Here are some common questions you may have about diabetes!

What are the symptoms of diabetes?

There are 2 types of diabetes mellitus (DM). 

About Type 1

  • Less common in Malaysia (less than 5%)
  • More severe symptoms including weight loss, excessive thirst and frequent passing of urine

About Type 2

  • More common in Malaysia
  • In early stages, you may not notice any symptoms
  • As the disease progresses, you will experience excessive thirst and frequent passing of the urine
  • In a lot of cases, Type 2 diabetics experience complications such as heart attack or stroke, nerve and kidney damages, eye complications, leg ulcer, infections and so on. 
  • There is an increased tendency to fungal infections which may present as pruritus vulvae. Yes, ladies, it’s exactly what you think it is!. So, this is a good warning for YOU!
The light blue circle is a common logo for diabetes.

How do we diagnose diabetes?

Easy – we measure our blood glucose!

Generally the doctor will ask you to fast overnight or about 8 hours before taking your blood. Anything above 7.0 mmol/L is diabetes. If your sugar is between 5.7 to 6.9 mmol/L, then you’re on your way to becoming diabetic too. 

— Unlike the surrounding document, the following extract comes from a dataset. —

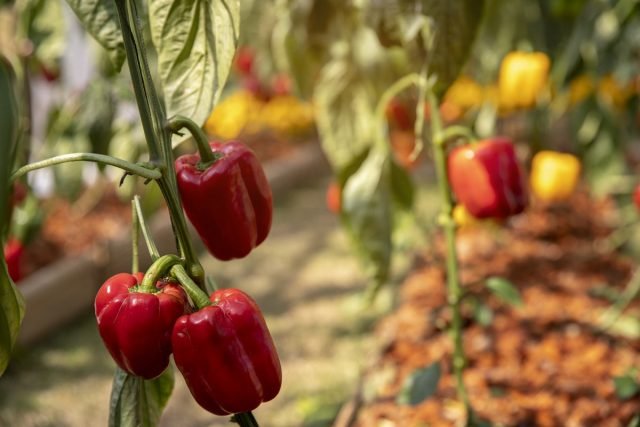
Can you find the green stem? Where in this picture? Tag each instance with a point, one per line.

If you choose not to fast, then, we are looking at 11.1 mmol/L as a general rule. 

Apparently, this needs to be done annually.

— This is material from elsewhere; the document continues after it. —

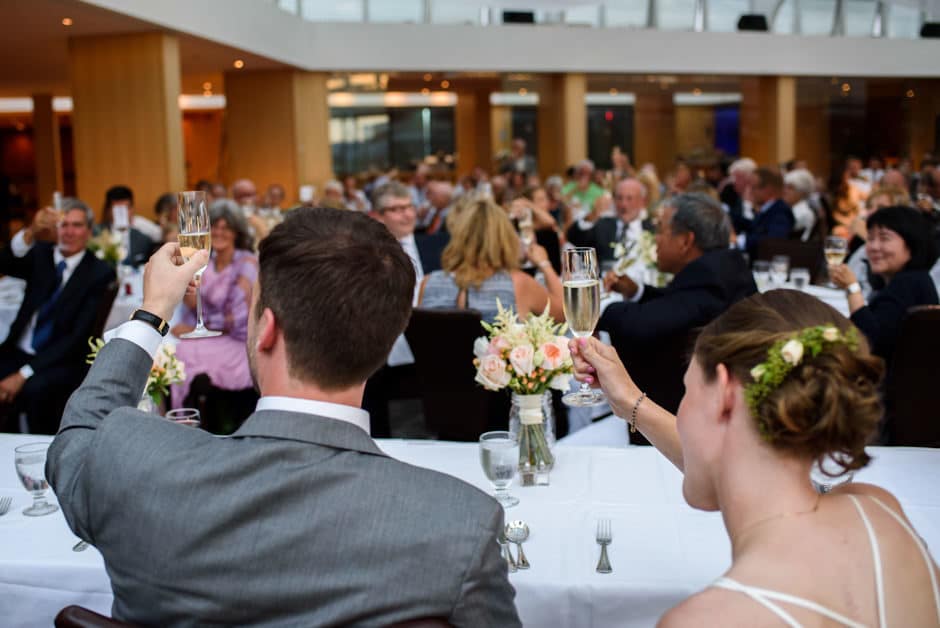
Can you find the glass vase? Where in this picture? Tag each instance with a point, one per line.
(532, 421)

What are our chances of diabetes?

  • Overweight – yikes, that’s me! Especially when you see increased abdominal girth. Yes, that means you have a big belly.  Calculate your BMI HERE.
  • Sedentary lifestyle – WFH? Not exercising? Mmmm, you might want to get checked soon. 
  • Family history – need I say more? So, if one of your parents is diabetic, you have an increased risk of between 20 and 30%. If both parents are at risk, then your number jumps to 50%. So in my case, with extended family members who are also diabetic, I’m probably a 100% sure deal if I don’t cut my sugar from now on. 
  • Pregnant – well, if you have a previous history of gestational diabetes mellitus after 24 weeks, you have a higher risk of Type 2. 
  • Age – this is when we say, ‘Age is not just a number’. It is a good indicator that your body is going through different physical changes and it may lead to more health issues when not managed early. 
I’m too embarrassed to pinch my own tummy!

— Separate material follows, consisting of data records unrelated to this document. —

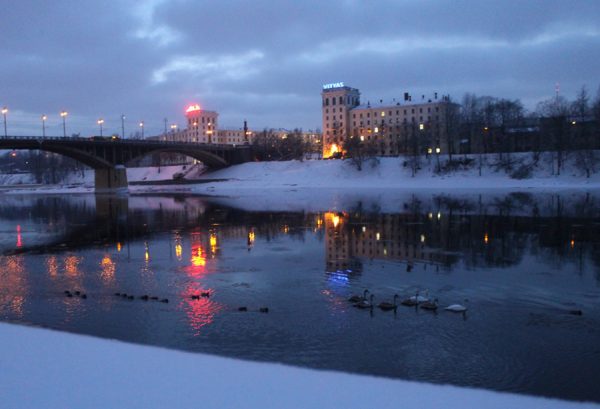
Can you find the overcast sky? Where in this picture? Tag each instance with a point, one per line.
(266, 61)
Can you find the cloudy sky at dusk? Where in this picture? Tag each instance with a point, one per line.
(266, 61)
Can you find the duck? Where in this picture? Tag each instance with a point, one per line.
(429, 305)
(456, 308)
(364, 304)
(388, 306)
(359, 298)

How does diabetes cause nerve damage?

Chronic high blood glucose causes the accumulation of substances such as sorbitol in the nerves which will lead to metabolic dysfunction of the nerves. With early prevention, this can be reversed. 

In the event of prolonged bad glucose control, the nerves may damage due to abnormal blood vessels supplying the nerves. Nerves that are damaged by ischemia (inadequate blood suppy) are largely irreversible. 

It’s COVID-19 season now! What if you are diabetic?

Sadly, yes, individuals with obesity and diabetes are at higher risk to contract COVID-19. 

To make things worse, diabetics will suffer more severe complications too. 

Your COVID-19 clinical staging may advance if you have underlying issues such as diabetes.

So, what can you do?

First, schedule your next visit to see your physician and get some assessment including a sugar check. This needs to be done annually. 

Secondly, change your lifestyle. Move more, do more and try as much as you can to control your body weight to reduce your risk of diabetes. 

Finally, if you are concerned about COVID-19, speak to your doctor about COVID-19 vaccination. By right, you should be receiving your vaccination now as we are under Phase Two of the National Immunisation Programme. 

A change in lifestyle helps A slow progress is still a progress, remember that!

 Are there any treatments available?

Naturally, there are options! But the first thing the doctor will advise you is to change your lifestyle. You will need to cut your calories and carbs to reduce weight. You will need to exercise regularly to burn excess fat in the body. The visceral fat (the one surrounding your organs) is a bit tricky to shed, though. This combination will improve your insulin resistance rate. 

In more chronic cases, your doctors will prescribe you some medicines. Remember, speak to a specialist on this. Different people require different sets of treatment. For example, if you have other underlying diseases such as heart disease or high blood pressure, you may need a different combination to suit your health needs. 

So, now you know, diabetes ain’t that sweet after all!